Rain was lashing against the window, and the ache in my stomach intensified. But the moment I saw her words, I couldn't stop myself. I grabbed my jacket, the item she wanted, and plunged into the downpour.
Maybe she was still angry. Maybe there was still a place for me in her heart.
That single thought was all I needed. It made me ignore the freezing rain and the strange looks from people on the street.
By the time I reached the door of Room 302 at Jindingxuan, I was soaked to the bone, looking like a drowned rat. I raised my hand to knock, but stopped when I heard the sound of Du Wanning's bright laughter, followed by her friend's teasing.
"Wanning, that mangy dog, Xiao Tong... he hasn't given up yet?"
"Don't even talk about him," Du Wanning's voice was laced with a disgust I'd never heard before. "He just won't go away. It's so annoying."
My hand froze in mid-air. Blood rushed to my head.
Mangy dog...
So that's how she and her friends saw me. My seven years of devotion were nothing more than a desperate attempt to cling on.
The door creaked open.
A man in a bespoke suit walked out, his arm around Du Wanning. The Patek Philippe on his wrist flashed, making my head spin. He pulled her closer with a natural ease, his eyes landing on me with a look of undisguised appraisal and superiority.
"And who is this?" he asked.
Du Wanning didn't even spare me a glance. She snuggled against the man and said dismissively, "Just a kid. He's here to drop something off."
Just a kid.
With those few words, she casually erased the seven years we'd spent together.
I stared at the unfamiliar smile on her face, a wave of bitterness and resentment threatening to drown me. I had already been replaced.
"Give me the box. You can go now." Du Wanning finally looked at me, her gaze as cold as if she were looking at a complete stranger. Her tone was a command, not a request.
Numbly, I handed her the elegantly wrapped box. I turned to leave, every step feeling like I was walking on shards of glass. Behind me, I could hear their muffled laughter, each sound a needle piercing my spine.
I stumbled into the restroom and turned on the tap, splashing cold water on my face again and again, trying to wash away the rain, and the humiliation that had seeped into my bones.
The man in the mirror was a pathetic sight—pale face, empty eyes, utterly defeated.

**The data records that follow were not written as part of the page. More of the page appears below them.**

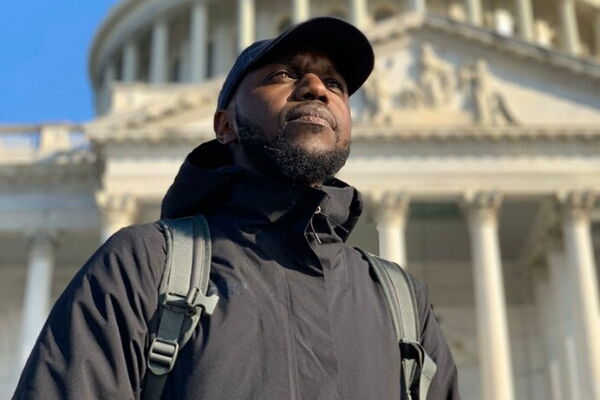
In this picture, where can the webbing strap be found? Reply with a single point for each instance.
(418, 368)
(181, 295)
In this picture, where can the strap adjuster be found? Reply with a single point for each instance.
(190, 304)
(162, 355)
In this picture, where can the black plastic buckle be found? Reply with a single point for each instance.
(192, 303)
(162, 355)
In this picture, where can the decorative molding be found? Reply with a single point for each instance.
(481, 207)
(401, 25)
(64, 167)
(577, 206)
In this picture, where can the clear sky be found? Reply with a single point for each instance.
(43, 59)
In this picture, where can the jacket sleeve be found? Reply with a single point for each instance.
(444, 385)
(92, 345)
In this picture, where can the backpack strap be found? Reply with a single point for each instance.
(182, 297)
(418, 368)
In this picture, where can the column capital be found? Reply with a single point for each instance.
(576, 206)
(389, 207)
(42, 237)
(116, 203)
(481, 206)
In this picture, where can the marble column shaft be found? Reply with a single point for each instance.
(490, 302)
(390, 216)
(37, 288)
(568, 26)
(199, 40)
(246, 23)
(417, 5)
(576, 208)
(562, 303)
(525, 19)
(474, 12)
(130, 61)
(159, 52)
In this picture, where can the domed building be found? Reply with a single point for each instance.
(476, 146)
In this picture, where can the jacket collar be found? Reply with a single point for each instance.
(208, 181)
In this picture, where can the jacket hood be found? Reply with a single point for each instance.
(208, 179)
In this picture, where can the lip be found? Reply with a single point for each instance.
(312, 115)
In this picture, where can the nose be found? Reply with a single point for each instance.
(311, 87)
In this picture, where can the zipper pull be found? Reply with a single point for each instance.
(312, 227)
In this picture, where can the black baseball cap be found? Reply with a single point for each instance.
(347, 47)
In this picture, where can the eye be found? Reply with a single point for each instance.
(334, 84)
(282, 76)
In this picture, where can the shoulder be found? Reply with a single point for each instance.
(135, 254)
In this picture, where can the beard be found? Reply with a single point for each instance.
(280, 158)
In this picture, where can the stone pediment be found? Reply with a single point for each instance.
(433, 72)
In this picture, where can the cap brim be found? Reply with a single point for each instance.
(347, 46)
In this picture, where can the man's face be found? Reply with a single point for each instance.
(292, 115)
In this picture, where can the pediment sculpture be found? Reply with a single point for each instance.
(438, 86)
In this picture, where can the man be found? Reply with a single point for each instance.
(300, 315)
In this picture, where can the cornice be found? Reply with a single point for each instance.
(67, 167)
(477, 132)
(402, 24)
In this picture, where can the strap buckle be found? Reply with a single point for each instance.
(162, 355)
(191, 303)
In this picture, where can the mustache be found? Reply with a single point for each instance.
(311, 110)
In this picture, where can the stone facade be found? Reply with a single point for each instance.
(476, 144)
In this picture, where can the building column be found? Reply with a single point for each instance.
(37, 288)
(576, 209)
(300, 10)
(359, 13)
(199, 40)
(390, 211)
(492, 326)
(550, 324)
(130, 62)
(246, 24)
(525, 18)
(159, 52)
(417, 6)
(474, 12)
(562, 305)
(568, 26)
(116, 211)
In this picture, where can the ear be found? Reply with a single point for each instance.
(224, 128)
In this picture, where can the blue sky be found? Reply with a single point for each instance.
(43, 63)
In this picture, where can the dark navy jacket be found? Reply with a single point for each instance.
(300, 317)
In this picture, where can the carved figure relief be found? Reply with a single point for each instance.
(489, 105)
(438, 86)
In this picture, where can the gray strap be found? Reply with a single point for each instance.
(418, 368)
(181, 295)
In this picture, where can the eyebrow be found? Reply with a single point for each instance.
(288, 61)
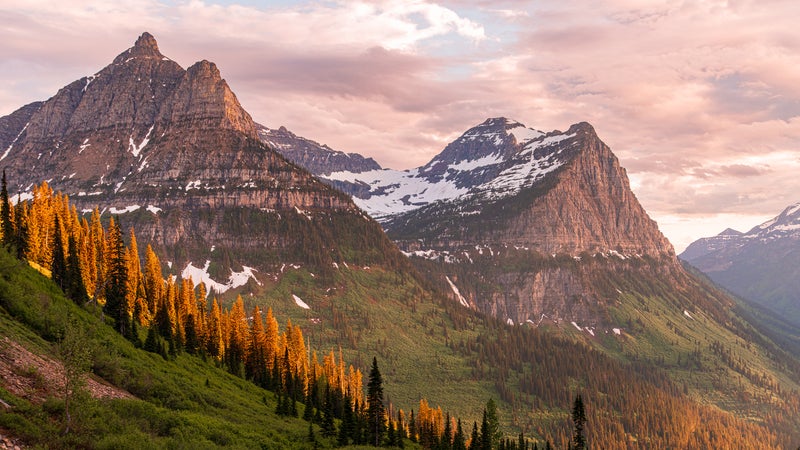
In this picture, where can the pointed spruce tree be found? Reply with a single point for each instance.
(75, 287)
(6, 227)
(375, 408)
(117, 277)
(579, 420)
(58, 266)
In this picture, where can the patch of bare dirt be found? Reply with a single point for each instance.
(35, 377)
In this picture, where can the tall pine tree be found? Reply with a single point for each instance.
(6, 227)
(375, 408)
(116, 281)
(579, 420)
(75, 287)
(58, 266)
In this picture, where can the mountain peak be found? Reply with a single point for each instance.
(146, 42)
(145, 47)
(730, 232)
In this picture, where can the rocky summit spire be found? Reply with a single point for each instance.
(145, 47)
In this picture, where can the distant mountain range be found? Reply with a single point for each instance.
(761, 265)
(507, 225)
(173, 153)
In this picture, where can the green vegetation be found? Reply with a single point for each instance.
(182, 403)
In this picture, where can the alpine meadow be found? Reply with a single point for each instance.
(174, 274)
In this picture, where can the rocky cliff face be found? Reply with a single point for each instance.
(761, 265)
(317, 158)
(176, 156)
(582, 203)
(520, 223)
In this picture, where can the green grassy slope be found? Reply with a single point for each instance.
(182, 403)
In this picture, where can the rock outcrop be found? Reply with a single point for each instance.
(317, 158)
(761, 265)
(173, 153)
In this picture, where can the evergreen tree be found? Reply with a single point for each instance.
(579, 420)
(58, 266)
(486, 438)
(328, 427)
(475, 439)
(22, 233)
(391, 438)
(447, 435)
(493, 422)
(116, 284)
(6, 227)
(347, 425)
(412, 427)
(75, 287)
(152, 343)
(375, 408)
(458, 438)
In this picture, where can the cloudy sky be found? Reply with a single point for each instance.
(700, 100)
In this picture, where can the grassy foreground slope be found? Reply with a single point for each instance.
(645, 387)
(181, 403)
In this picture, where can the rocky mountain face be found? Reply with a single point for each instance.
(173, 153)
(761, 265)
(506, 213)
(317, 158)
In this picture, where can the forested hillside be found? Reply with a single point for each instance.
(173, 346)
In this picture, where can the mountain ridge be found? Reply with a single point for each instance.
(173, 152)
(759, 265)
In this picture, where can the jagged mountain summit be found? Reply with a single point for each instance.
(761, 265)
(582, 196)
(318, 158)
(173, 152)
(498, 210)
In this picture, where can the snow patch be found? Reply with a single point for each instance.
(136, 149)
(460, 297)
(8, 150)
(193, 185)
(21, 197)
(200, 275)
(300, 302)
(127, 209)
(524, 134)
(84, 145)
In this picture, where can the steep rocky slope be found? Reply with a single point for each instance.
(761, 265)
(525, 203)
(176, 156)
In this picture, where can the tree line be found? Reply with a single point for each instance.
(92, 263)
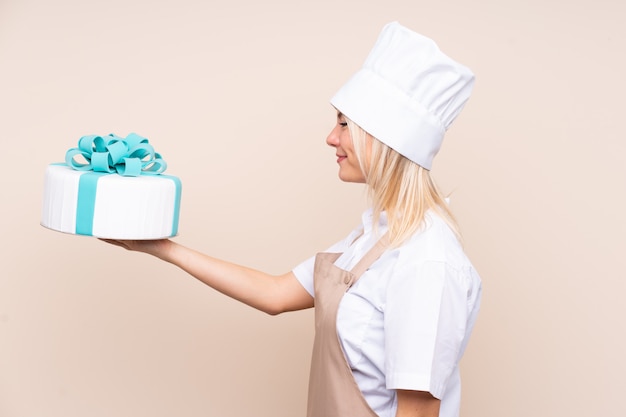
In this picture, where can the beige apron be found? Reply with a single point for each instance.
(333, 392)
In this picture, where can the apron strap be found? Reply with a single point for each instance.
(370, 257)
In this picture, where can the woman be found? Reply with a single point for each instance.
(395, 300)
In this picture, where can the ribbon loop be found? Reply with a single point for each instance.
(129, 156)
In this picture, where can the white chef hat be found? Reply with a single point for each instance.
(406, 94)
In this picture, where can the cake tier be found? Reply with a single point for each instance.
(109, 205)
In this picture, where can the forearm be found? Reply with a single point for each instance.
(417, 404)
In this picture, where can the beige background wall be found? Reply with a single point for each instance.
(235, 95)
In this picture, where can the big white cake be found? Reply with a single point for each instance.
(124, 197)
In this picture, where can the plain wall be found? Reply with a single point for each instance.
(234, 95)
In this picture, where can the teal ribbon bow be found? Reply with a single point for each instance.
(130, 156)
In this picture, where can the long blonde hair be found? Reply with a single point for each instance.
(399, 187)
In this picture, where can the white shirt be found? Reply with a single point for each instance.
(406, 322)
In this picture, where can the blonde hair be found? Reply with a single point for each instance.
(399, 187)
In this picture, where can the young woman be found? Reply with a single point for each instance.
(396, 300)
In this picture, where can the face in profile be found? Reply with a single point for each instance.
(341, 139)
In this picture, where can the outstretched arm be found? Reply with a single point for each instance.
(417, 404)
(272, 294)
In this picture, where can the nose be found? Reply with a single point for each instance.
(333, 137)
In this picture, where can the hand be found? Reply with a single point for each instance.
(158, 248)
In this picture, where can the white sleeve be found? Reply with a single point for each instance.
(304, 271)
(426, 315)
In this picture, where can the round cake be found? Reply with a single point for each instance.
(83, 199)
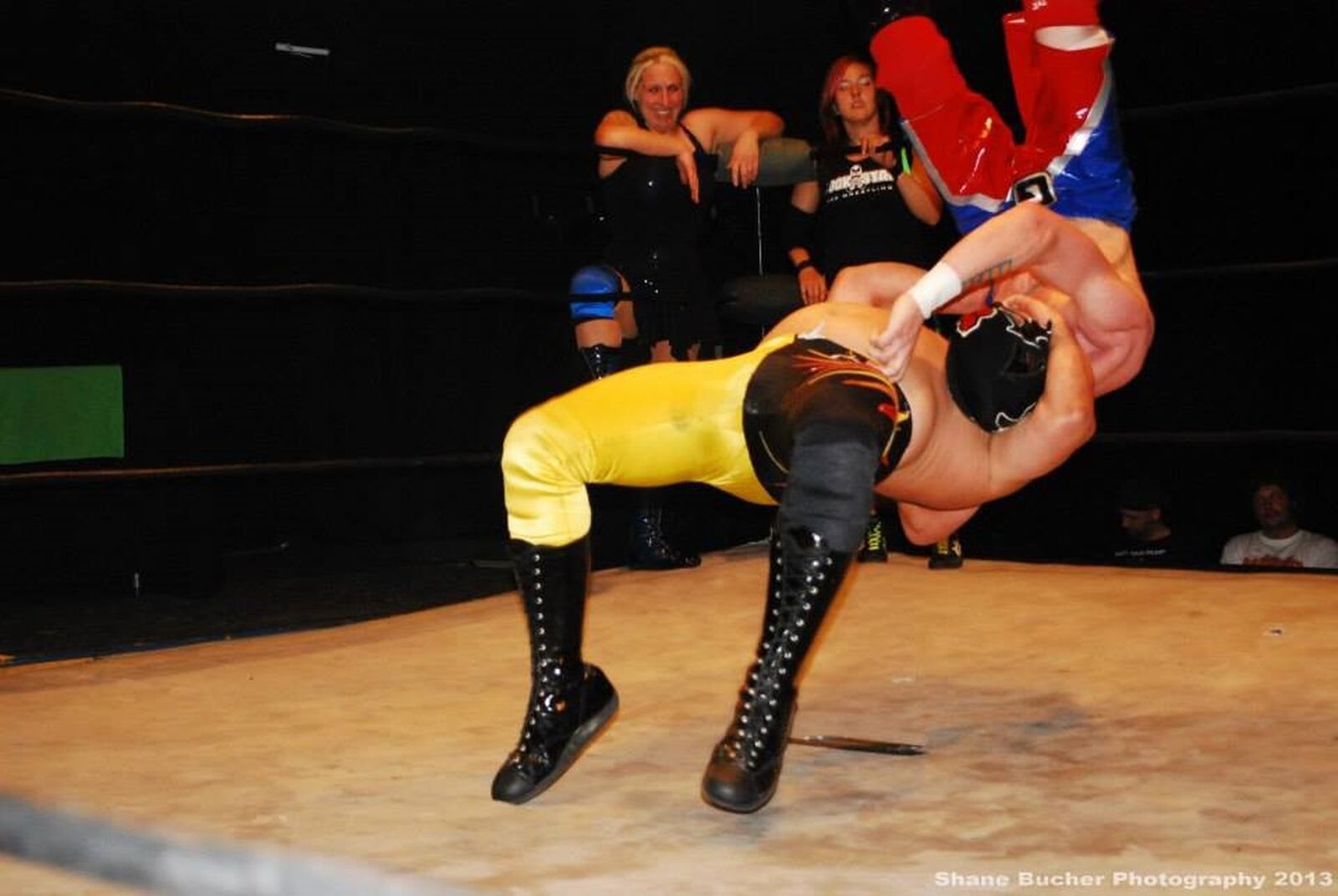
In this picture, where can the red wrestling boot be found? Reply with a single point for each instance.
(746, 766)
(570, 701)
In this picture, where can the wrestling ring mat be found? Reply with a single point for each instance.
(1143, 728)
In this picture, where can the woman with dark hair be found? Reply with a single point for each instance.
(869, 200)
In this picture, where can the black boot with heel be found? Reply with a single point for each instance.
(803, 582)
(570, 701)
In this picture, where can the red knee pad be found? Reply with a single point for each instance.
(1043, 13)
(916, 64)
(1020, 44)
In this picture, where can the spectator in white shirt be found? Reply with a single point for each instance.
(1279, 541)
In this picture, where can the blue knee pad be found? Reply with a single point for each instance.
(595, 280)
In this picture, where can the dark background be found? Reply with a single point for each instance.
(300, 261)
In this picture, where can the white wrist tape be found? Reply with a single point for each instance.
(936, 289)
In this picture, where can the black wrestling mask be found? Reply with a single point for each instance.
(996, 367)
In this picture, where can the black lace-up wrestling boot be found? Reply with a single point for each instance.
(804, 578)
(601, 360)
(649, 547)
(570, 701)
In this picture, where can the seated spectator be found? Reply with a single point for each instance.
(1279, 541)
(1147, 535)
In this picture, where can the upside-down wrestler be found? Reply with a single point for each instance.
(1065, 186)
(803, 421)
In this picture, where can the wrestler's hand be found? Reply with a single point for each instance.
(813, 287)
(891, 349)
(687, 162)
(744, 160)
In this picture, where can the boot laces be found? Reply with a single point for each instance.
(795, 586)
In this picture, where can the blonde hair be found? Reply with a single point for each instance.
(646, 59)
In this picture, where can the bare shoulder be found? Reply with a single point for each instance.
(849, 325)
(619, 118)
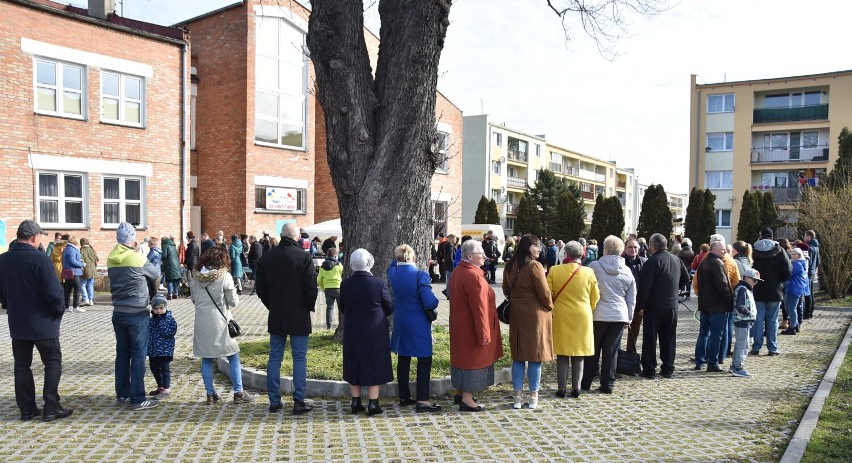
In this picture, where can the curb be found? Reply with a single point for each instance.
(256, 379)
(796, 449)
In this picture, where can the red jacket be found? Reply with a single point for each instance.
(475, 340)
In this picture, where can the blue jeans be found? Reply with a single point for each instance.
(234, 370)
(767, 312)
(131, 347)
(299, 349)
(711, 331)
(533, 370)
(740, 347)
(87, 288)
(795, 310)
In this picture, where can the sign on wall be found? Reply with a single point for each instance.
(281, 199)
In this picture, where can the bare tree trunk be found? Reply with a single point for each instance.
(380, 131)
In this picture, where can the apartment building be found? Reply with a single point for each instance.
(501, 163)
(92, 122)
(259, 157)
(775, 134)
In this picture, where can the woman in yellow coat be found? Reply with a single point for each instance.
(573, 335)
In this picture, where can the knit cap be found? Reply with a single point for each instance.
(125, 234)
(158, 300)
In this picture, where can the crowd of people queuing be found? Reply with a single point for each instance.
(571, 303)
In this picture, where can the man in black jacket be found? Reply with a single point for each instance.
(659, 283)
(775, 268)
(714, 303)
(35, 303)
(634, 262)
(286, 283)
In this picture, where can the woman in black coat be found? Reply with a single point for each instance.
(366, 302)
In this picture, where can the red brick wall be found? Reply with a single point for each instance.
(23, 132)
(227, 158)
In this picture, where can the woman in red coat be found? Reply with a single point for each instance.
(475, 342)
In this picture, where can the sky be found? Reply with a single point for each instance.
(510, 59)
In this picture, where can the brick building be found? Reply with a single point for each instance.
(92, 121)
(258, 152)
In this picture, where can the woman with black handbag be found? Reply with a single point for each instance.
(414, 311)
(213, 293)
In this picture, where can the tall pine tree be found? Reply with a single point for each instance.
(481, 215)
(692, 221)
(528, 219)
(749, 224)
(570, 217)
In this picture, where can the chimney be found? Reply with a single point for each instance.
(101, 8)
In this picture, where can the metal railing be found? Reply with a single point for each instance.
(791, 114)
(762, 154)
(516, 182)
(515, 155)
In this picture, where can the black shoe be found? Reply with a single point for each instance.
(373, 408)
(300, 407)
(463, 407)
(356, 405)
(427, 408)
(29, 415)
(56, 414)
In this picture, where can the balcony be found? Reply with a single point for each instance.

The knot in my stomach suddenly tightened into a searing pain. I gripped the cold edge of the sink, my body doubling over on its own.
And then I remembered. Today was our seventh anniversary.
She hadn't remembered. It felt like I was the only person in the world who had.
The churning in my gut and the emptiness in my heart twisted together, draining the strength from my body. The world began to blacken at the edges, and I felt myself tipping, about to fall into a bottomless abyss.